I cleared my throat. “I want protection for my family.”

Sammy nodded his head. He moved like water.

A moment passed.

“It’s yours,” he said. “I start the bidding at one red magic book.”

The gavel rang out.

When my fingers touched the book, it was warm and lively, the leather living and breathing. What did the book contain that had never been found? What could he find inside it that was lost forever to me?

But there had to be more courage in trading its mysteries and receiving the lives of June, Linwood, and Stan.

I held the book aloft.

After all, the spell was still mine. Things got bad, I could make Sammy appear again.

“Sold!” The gavel rang the third and final time.

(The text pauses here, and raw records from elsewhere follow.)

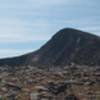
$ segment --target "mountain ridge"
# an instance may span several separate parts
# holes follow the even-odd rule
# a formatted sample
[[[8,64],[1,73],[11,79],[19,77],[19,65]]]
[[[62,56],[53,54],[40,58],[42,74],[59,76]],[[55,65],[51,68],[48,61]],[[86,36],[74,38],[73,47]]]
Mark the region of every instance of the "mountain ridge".
[[[0,59],[0,66],[100,65],[100,37],[77,29],[57,32],[39,50],[19,57]]]

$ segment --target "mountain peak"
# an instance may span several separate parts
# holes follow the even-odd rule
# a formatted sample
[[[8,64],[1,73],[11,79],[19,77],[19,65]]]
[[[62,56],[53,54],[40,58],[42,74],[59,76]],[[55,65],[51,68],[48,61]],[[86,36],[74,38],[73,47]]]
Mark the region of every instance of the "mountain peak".
[[[0,60],[0,65],[66,66],[100,65],[100,37],[73,28],[57,32],[33,53]]]

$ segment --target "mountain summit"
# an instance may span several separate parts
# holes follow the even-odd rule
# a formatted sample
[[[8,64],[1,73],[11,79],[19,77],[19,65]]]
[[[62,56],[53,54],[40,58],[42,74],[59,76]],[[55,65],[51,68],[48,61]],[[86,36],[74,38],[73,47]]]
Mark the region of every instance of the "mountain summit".
[[[100,65],[100,37],[76,29],[57,32],[36,52],[0,60],[0,66]]]

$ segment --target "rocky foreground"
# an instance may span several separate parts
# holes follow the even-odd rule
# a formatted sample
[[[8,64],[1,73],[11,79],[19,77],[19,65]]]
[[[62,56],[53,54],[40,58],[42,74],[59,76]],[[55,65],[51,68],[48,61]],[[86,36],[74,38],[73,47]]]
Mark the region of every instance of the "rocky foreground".
[[[99,66],[11,69],[0,69],[0,100],[100,100]]]

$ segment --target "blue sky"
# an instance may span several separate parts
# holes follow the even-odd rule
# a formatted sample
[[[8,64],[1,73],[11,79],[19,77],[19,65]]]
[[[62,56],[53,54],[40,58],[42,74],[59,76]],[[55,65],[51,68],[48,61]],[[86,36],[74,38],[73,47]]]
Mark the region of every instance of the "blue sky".
[[[0,58],[40,48],[65,27],[100,36],[100,0],[0,0]]]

Sammy walked around the podium and stood before me, palm extended.

“Protection first.”

Sammy smiled, and it wasn’t a pretty sight. Those eyes were like an Arkansas pond right after it frosted over. “You already have protection,” he said, vanishing the book from my hand.

Right then, I knew I’d been cheated. “Those amulets?”

His smile was gone. “The spell,” he said. “The one you purchased to make me appear.”

My head clouded up like bumblebees, and all the bad things that had happened to me danced before my eyes like a circle of crazed Apaches. “But who needs to appear, besides you?”

“You want someone to disappear.”

Deane, of course.

“You want someone to disappear, you do the spell backwards. Instead of the night of the full moon, you do it on the day of the new moon.”

That was today.

Sammy scanned the room, full of gew-gaws but empty of other people. “You can do it right here, right now if you please.”

I started to feel relief, like the whole shebang was finally over. Then suddenly something niggled at the back of my brain. “But does making Deane disappear mean that the stuff in the book won’t work anymore?”

Sammy had already turned his back, walking away from me. The energy of Deane’s magic grew fainter and fainter. The power of the toys and my individual person grew stronger. “That’s a chance you’ll have to take, isn’t it?”

What other chance was there?

He vanished behind the curtain. You knew there was no way he was coming back out.

I sat in the chair, puzzling it all out, even past the chiming of the weird old clocks for one-thirty. They’d still be drinking their coffee, anyway.

The book was gone, Sammy was gone, and there wasn’t anything to do but try the spell backwards. So Deane would disappear, and maybe the bad stuff with her. What if I’d never stolen the money? When I had the money, Sammy had never appeared to me. But then I never could have bought the amulets or the magic spell.

All there was to do was fare forward.

I took out the spell.

Seemed like the opposite of love was always disappearance.